Share Hope has teamed up with the Prince George Yalenka Ukrainian Society, Immigrant and Multicultural Services Society, Prince George Chamber of Commerce, Royal Canadian Legion and the Prince George Community Foundation to organize fundraisers that, combined with the generosity of private donors, have given the group the ability to provide financial help. An anonymous man donated 68 laptop computers that had been updated by a technician. Another donor learned a little girl’s scooter had been stolen from her school in Prince George and met her and her family at Canadian Tire to buy her a replacement scooter and also sent her home with Barbie power wheels car.
Don and Mary Antoshko turned their house in the Hart into a clearing house of donated goods where they stored heaps of clothing, bedding, household furniture and toys people dropped off in their driveway. The owner of KMS Tools downtown store on First Avenue has given permission for Share Hope to use part of a warehouse at 909 First Ave., which is now being used to store the furniture and household goods. All the clothes, bedding and towels that are dropped off are photographed and tagged for display on the Telegram app which allows individuals to select items they need, and they either pick them up themselves or they are delivered.
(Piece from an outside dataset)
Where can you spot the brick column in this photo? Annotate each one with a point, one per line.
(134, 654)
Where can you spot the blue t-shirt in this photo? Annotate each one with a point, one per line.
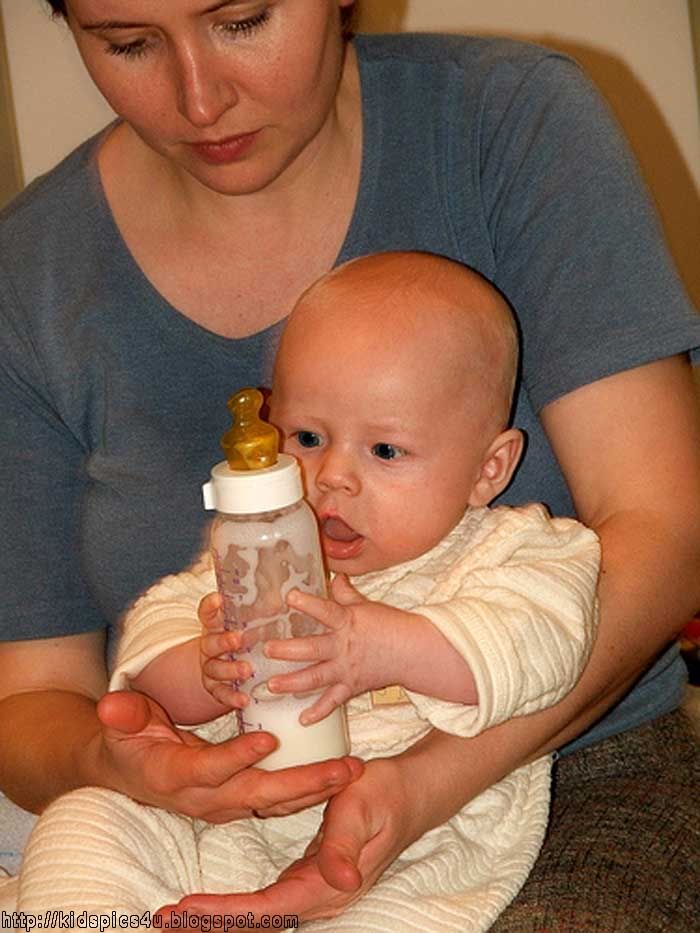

“We have some very generous people in Prince George,” said Mary Antoshko.
The City of Prince George has donated passes for its public swimming pools and passes to ride public transit. The Family Y of Northern BC gave passes to its gym and a donor provided tickets for the Spirit of the North Festival of Trees have given out free passes. Cobs Bakery is giving baked goods to the Ukrainians. Telus donated $10,000 to pay for SIM cards and cellular phone service.
The Prince George For Ukraine group is already into the spirit of Christmas and wants to give each family an artificial Christmas tree on Saturday, Dec. 10 from 10 a.m.-2 p.m. They do need more donations of trees and decorations to have enough for all the families.
In eight months, Share Hope had raised $313,000 and distributed $150,000 of that total to the 124 Ukrainians uprooted by the conflict. Thousands more dollars more have been sent by Prince George people overseas to the Canadian Red Cross relief effort in Ukraine.
Prince George is now home to 43 Ukrainian refugee families, which includes 64 children under the age of 19 and 44 kids 12-and-under. More are on the way. The group expects 15 more Ukrainians will land in Prince George this month and 27 more are expected before Christmas.
Prince George residents have opened their homes as billet families to give Ukrainians a place to live until they can find more permanent homes. The Mennonite Cultural Centre has also stepped to provide apartments at reduced rates for Ukrainians.
“They’re arriving and they don’t have the money to rent anything right away so until they find jobs they’re staying with families,” said Share Hope housing co-ordinator Eva Gillis. “The hardest thing is to find home for people with large families. I’m looking for a home for a family coming next week and they have with five children.”
The afternoon gathering preceded a service at the church for Holodomor Memorial Day, a famine caused by the Soviet Union and its collectivist farming policies which led to mass starvation that killed millions of Ukrainians in 1932-33.